A number of composers have composed a Hopak as part of an opera or ballet:

- Operas
- Modest Mussorgsky, in The Fair at Sorochyntsi
- Pyotr Ilyich Tchaikovsky, in Mazepa
- Nikolay Rimsky-Korsakov, in May Night
- Semen Hulak-Artemovsky, in Zaporozhets za Dunayem

- Ballets
- Aram Khachaturian, in Gayane
- Vasily Solovyov-Sedoi, in Taras Bulba
- Cesare Pugni, in The Little Humpbacked Horse
- Anatoliy Sviechnikov, in Marusia Bohuslavka

== References to hopak ==

Soviet leader Joseph Stalin once famously forced his eventual successor Nikita Khrushchev (who had been the Communist Party chief in Ukraine) to dance the hopak.
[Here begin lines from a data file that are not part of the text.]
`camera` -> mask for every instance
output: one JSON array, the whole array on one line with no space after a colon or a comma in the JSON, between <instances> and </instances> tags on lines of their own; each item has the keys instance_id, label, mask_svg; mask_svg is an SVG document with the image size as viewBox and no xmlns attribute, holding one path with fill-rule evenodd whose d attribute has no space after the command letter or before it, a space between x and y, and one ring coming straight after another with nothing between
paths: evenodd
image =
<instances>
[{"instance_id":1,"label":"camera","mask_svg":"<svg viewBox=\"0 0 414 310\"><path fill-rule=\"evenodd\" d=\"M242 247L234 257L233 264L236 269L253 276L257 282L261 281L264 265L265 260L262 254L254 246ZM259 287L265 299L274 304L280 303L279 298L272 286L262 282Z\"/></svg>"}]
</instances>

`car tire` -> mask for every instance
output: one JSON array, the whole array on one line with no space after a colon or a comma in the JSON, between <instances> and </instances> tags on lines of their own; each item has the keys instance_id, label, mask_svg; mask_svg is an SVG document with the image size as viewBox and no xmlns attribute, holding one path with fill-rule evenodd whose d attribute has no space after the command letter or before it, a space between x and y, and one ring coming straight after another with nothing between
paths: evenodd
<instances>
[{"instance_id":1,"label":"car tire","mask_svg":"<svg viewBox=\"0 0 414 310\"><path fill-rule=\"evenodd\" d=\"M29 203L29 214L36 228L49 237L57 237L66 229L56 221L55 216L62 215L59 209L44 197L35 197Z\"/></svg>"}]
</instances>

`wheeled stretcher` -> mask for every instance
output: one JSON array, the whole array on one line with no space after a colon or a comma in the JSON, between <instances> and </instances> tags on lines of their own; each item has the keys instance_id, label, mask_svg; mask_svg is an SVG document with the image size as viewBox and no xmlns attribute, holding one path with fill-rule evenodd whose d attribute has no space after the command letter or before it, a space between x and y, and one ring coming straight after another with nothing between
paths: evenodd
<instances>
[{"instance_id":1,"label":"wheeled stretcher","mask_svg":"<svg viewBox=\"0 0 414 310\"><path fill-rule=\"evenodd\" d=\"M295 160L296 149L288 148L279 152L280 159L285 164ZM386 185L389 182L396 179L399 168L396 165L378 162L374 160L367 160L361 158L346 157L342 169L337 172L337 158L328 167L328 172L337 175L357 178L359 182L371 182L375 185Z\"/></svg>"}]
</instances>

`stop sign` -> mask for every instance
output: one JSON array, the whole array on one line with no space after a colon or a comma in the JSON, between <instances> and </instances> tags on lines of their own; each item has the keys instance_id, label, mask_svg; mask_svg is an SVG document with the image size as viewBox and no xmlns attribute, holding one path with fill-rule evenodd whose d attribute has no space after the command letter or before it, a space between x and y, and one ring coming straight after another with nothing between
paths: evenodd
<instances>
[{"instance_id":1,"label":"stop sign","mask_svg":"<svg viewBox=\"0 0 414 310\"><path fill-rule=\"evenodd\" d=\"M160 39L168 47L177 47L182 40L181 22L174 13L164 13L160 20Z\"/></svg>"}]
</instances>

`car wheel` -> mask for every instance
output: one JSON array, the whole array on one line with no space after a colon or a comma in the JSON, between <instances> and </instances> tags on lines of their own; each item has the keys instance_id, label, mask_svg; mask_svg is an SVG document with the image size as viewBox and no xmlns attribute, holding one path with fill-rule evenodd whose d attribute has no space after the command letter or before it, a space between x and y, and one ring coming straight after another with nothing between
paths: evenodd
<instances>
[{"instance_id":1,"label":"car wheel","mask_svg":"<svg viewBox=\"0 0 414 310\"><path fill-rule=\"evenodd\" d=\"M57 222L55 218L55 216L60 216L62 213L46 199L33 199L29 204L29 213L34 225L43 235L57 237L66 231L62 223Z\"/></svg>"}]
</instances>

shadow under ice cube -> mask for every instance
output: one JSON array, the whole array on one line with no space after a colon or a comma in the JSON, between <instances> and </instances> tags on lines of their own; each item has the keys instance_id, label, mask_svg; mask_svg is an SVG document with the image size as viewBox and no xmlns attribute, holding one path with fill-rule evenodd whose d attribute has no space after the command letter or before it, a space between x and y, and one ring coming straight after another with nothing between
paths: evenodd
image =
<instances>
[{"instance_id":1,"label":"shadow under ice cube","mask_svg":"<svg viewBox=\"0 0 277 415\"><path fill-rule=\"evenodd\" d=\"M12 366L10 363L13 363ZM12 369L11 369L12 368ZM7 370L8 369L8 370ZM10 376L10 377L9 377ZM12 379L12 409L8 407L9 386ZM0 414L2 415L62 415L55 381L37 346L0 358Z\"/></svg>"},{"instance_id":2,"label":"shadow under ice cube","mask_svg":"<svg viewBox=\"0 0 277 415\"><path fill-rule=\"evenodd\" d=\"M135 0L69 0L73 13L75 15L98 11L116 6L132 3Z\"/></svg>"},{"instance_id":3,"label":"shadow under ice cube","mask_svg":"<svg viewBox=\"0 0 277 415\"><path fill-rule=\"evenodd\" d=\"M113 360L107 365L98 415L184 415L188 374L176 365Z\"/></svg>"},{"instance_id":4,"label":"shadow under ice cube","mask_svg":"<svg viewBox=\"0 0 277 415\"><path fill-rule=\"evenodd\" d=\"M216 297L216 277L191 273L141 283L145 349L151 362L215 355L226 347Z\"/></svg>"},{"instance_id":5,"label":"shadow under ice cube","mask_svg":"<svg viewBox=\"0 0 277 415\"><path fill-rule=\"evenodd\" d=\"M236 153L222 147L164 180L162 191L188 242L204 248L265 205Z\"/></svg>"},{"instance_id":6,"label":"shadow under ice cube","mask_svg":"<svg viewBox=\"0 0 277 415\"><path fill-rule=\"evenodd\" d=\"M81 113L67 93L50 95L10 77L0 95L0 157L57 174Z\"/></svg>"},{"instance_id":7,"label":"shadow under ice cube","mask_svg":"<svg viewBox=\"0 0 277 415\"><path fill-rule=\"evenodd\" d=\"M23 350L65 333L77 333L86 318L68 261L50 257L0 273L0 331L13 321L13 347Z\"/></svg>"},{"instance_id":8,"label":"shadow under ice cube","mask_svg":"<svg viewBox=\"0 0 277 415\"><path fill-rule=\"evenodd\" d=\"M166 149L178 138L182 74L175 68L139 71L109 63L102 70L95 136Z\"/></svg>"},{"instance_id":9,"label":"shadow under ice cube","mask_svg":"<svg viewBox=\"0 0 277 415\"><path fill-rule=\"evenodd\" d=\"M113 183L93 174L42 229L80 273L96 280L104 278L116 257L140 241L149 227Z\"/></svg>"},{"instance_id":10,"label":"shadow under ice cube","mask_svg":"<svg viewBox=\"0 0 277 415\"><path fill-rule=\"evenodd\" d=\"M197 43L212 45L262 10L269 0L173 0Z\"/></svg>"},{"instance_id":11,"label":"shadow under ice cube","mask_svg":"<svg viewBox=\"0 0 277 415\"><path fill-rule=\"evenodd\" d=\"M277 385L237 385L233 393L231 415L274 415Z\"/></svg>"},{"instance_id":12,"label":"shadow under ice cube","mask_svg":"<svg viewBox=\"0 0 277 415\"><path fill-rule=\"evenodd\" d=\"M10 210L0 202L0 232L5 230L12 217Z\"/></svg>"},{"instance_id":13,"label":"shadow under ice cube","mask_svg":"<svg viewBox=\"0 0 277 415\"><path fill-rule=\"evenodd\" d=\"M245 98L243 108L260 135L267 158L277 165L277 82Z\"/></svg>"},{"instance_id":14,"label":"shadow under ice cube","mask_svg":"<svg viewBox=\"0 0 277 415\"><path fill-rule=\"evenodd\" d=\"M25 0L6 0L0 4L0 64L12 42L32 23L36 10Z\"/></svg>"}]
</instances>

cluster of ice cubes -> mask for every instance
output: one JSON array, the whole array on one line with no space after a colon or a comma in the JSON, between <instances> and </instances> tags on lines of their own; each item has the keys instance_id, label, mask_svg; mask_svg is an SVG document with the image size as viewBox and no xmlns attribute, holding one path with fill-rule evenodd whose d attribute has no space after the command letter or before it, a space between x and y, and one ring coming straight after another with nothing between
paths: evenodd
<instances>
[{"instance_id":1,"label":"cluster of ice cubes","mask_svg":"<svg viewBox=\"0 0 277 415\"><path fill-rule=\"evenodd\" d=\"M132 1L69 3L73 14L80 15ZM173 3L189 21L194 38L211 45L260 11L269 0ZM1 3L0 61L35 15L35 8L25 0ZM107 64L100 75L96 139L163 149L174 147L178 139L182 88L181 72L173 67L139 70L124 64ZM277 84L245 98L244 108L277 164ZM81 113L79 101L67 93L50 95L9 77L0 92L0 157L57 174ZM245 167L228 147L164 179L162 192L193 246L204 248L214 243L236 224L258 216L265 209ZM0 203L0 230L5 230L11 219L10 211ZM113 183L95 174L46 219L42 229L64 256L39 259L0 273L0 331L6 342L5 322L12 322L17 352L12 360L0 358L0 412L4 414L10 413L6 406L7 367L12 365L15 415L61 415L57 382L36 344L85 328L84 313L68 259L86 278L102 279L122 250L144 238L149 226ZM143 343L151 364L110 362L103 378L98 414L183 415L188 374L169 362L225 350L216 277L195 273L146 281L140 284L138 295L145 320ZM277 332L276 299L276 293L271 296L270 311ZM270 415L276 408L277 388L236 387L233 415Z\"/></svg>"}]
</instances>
The hopak was performed as a part of the choreographic suite Friendship of Peoples by dancers in Ukrainian folk costumes during the opening ceremony of the 1980 Summer Olympics. This event took place on the field of the Central Lenin Stadium, with a large section of the tribune under the Olympic Flame Cauldron coloured in Ukrainian folk patterns during the performance.

In the 2000s, hopak music was extensively used by Ukrainians Anna Bessonova and Natalia Godunko in their routines of rhythmic gymnastics.

In 2015, the videogame Team Fortress 2 added the Hopak as a taunt move within the Gun Mettle Update. The taunt was first shown off during Day 2 of the update, then the taunt and the update itself launched with the July 2, 2015, Patch. The taunt titled the "Kazotsky Kick" after the related Kozachok dance. Players can make all nine classes perform the dance during gameplay, with each class adding unique moves to their own dance sequences.